Cambridge, sebuah kota yang baru saja diresmikan oleh Ratu Victoria pada tahun 1851. Kota yang dinamakan sesuai dengan nama mendiang adik kesayangannya. Di kota inilah berdiri sebuah Academy yang didirikan langsung oleh ratu Victoria. Academy yang didirikan khusus untuk mengenang mendiang adik kesayangannya. Academy yang dinamakan dari gabungan nama mendiang adiknya dan mendiang suami adiknya. Academy yang dikhususkan untuk keluarga bangsawan dan kalangan atas. Academy yang menjunjung tinggi tradisi. Nama Academy itu adalah Hetalia Academy.

Halaman depan dari Hetalia Academy terlihat dipadati oleh banyak siswa maupun siswi. Mereka menanti kedatangan ketiga putri dan seorang putra dari keluarga Jones, keluarga yang cukup berpengaruh di bidang perdangaan di Kerajaan Inggris ini. Sebuah kereta kuda bercat hitam berhenti di halaman depan Hetalia Academy. Dari kereta kuda itu, turunlah ketiga putri dan seorang putra dari keluarga Jones. Putri dan putra yang terkenal dengan wajah menawan dan kepintaran mereka.

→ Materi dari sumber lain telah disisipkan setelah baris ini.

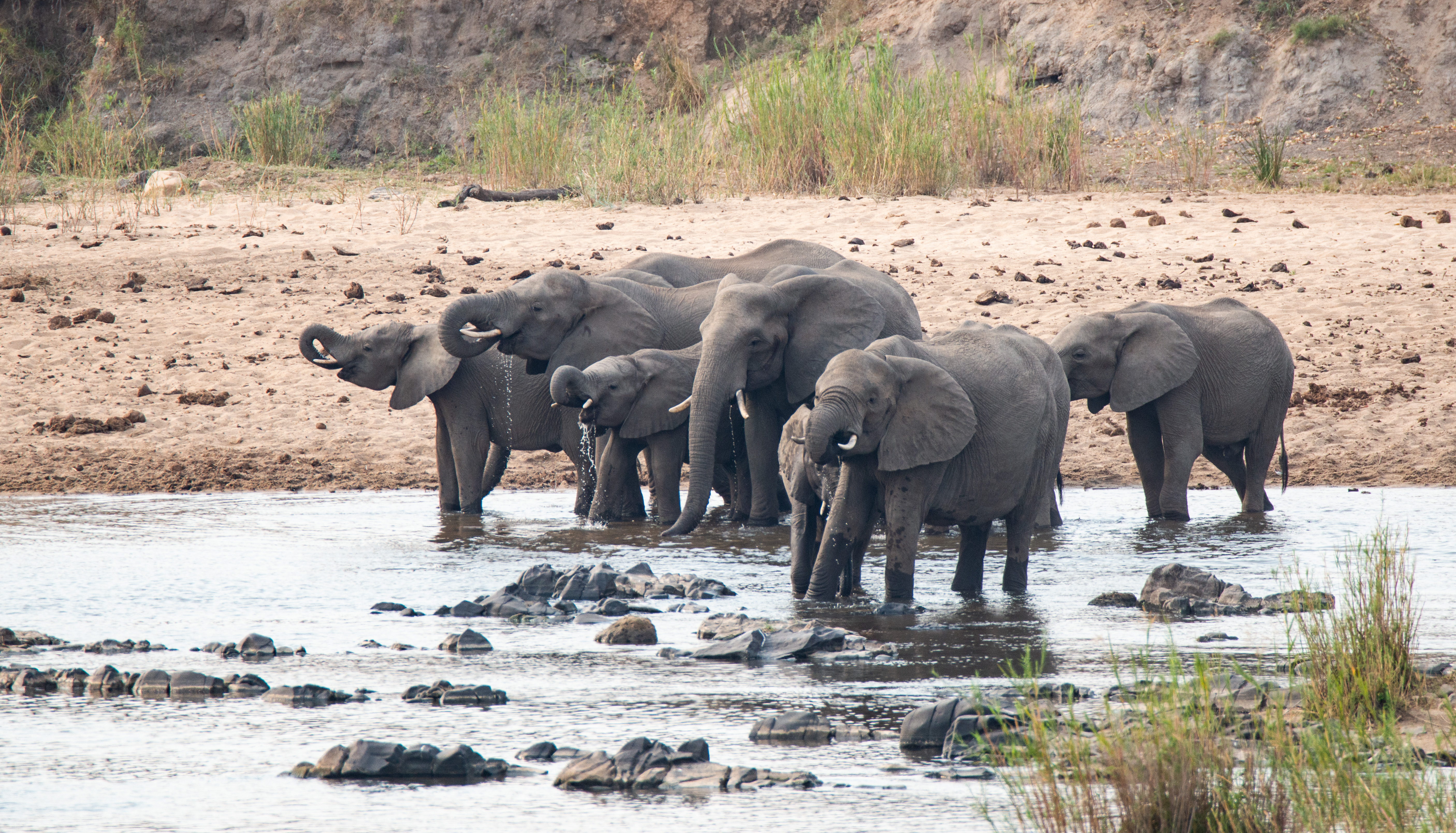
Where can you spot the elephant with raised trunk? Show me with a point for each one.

"Selamat datang, MissElizabeta," kata salah satu siswi dari Hetalia Academy yang memakai pita putih di rambutnya. Elizabeta tersenyum lembut sambil menatap siswi yang menyapanya.

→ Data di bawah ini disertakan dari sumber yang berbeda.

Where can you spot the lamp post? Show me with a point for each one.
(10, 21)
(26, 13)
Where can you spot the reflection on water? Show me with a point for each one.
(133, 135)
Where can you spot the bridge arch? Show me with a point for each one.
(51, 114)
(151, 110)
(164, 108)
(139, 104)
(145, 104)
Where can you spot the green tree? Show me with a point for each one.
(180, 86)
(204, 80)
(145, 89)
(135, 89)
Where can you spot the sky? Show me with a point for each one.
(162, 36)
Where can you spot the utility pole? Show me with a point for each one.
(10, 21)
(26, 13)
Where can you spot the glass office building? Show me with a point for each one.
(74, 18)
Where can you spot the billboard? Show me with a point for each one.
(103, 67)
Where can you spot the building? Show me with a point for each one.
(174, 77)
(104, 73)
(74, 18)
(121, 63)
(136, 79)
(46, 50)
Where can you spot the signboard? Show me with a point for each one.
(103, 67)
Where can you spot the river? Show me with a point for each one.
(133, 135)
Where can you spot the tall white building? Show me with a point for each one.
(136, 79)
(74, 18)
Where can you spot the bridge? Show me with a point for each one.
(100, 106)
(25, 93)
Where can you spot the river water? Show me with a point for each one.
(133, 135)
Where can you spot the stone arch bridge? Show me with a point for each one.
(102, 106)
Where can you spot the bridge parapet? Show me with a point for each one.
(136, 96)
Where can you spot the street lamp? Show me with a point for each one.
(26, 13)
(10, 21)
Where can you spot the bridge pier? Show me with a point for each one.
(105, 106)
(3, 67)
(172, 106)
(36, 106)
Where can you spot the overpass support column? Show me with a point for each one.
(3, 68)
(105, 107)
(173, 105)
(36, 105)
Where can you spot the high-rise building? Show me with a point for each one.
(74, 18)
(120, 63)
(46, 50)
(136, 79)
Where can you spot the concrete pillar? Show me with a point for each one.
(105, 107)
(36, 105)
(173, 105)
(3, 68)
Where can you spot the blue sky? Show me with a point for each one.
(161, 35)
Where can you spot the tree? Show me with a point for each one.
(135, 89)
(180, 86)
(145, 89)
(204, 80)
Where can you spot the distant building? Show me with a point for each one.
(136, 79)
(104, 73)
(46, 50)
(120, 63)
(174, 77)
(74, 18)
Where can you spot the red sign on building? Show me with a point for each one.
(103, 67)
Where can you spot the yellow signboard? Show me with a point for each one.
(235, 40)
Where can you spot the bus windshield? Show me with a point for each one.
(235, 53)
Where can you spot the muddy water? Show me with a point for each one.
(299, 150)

Begitu Elizabeta berjalan melewati sang siswi, siswi berpita putih berkata pada teman sebelahnya, "Miss Elizabeta benar-benar menunjukkan wibawanya sebagai anak pertama, di tambah dengan kepandaiannya dan kecantikannya. Aku ingin memiliki kakak perempuan sepertinya."

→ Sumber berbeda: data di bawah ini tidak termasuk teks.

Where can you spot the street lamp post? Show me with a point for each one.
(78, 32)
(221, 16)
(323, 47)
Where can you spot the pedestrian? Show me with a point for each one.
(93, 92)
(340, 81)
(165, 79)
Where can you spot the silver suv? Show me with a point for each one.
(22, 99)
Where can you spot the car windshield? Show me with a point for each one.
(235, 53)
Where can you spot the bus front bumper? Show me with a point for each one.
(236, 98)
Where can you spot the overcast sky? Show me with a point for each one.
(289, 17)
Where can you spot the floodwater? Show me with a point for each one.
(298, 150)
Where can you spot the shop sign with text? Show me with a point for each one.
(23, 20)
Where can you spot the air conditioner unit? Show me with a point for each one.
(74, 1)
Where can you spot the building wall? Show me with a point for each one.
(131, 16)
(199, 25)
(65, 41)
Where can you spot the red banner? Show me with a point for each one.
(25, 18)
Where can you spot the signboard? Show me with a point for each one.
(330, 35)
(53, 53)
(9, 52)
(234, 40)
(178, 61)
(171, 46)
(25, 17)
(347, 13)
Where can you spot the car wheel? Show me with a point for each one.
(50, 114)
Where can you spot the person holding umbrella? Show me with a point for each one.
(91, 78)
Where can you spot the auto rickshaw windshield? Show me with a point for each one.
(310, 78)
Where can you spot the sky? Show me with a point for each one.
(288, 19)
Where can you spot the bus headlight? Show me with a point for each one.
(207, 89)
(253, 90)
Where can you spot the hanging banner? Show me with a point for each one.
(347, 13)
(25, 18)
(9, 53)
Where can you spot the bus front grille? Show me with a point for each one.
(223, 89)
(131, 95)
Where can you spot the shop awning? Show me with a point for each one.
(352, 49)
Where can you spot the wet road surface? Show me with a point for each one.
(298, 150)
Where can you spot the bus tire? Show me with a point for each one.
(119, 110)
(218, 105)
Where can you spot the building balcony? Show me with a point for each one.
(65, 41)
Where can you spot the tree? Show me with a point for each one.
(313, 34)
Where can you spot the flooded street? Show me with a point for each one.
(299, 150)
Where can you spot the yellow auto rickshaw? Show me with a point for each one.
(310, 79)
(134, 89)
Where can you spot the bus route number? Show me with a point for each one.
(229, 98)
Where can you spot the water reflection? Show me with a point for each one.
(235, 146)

Siswi berambut pendek yang berdiri di samping siswi berpita putih berkata, "Aku lebih ingin mempunyai adik seperti, Maya. Dia memiliki wajah seperti boneka dan selain itu aku juga menyukai setiap lukisan yang di lukisnya, ketika melihat lukisannya aku seperti melihat aslinya. Jika adikku seperti dia, aku akan benar-benar memanjakannya."

"Kalau aku ingin memiliki saudara seperti Alfred. Aku bisa bermain anggar setiap hari dengannya dan aku bisa belajar caranya meluluhkan hati seorang lady," kata seorang siswa yang ikut bergosip dengan 2 orang siswi yang berdiri di depannya.

"Lalu siapa dia?" tanya siswi berambut pendek sambil menunjuk Kirana.

"Putri ketiga keluarga Jones, dia tidak begitu terkenal dan dia berbeda dari saudara-saudarinya, dia tidak punya keahlian seperti saudara-saudari lainnya. Kurasa namanya Kirana dan oh, dari gosip yang kudengar katanya dia anak angkat," kata siswi berpita putih.

"Pantas saja dia tidak berbakat seperti saudara-saudari lainnya," balas siswi yang di sebelahnya.

"Ladies, jangan bergosip yang tidak-tidak ya. Aku tak suka dengan perbuatan kalian," kata Alfred dengan senyuman mautnya, mata biru terangnya semakin bersinar karena terkena sinar matahari pagi.

"Seorang ladytidak boleh berkata hal yang jelek, iya kan kak Ki-" perkataan Maya terputus saat tidak melihat obyek yang dipanggilnya menghilang entah kemana.

"Dimana anak satu itu berada?" kata Alfred sambil melihat sekelilingnya.

Obyek yang dicari oleh Alfred sudah berada di tempat yang lain. Saat ini, Kirana sedang berada di taman utama Hetalia Academy. Taman yang terletak di depan gedung utama Hetalia Academy, setiap tahun –di taman ini- diadakan pesta taman yang di hadiri oleh para bangsawan dan keluarga dari kalangan utama ditumbuhi dengan bunga mawar dengan berbagai warna, di pusat taman ini terdapat sebuah kolam dengan patung sepasang manusia dan seorang anak kecil yang terletak di tengah-tengah kolam.

Kini Kirana berada di tengah-tengah taman, Kirana berdiri dengan melihat ke arah patung yang terletak di tengah kolam. Kirana terdiam dan menatap patung laki-laki dan wanita tanpa berkedip.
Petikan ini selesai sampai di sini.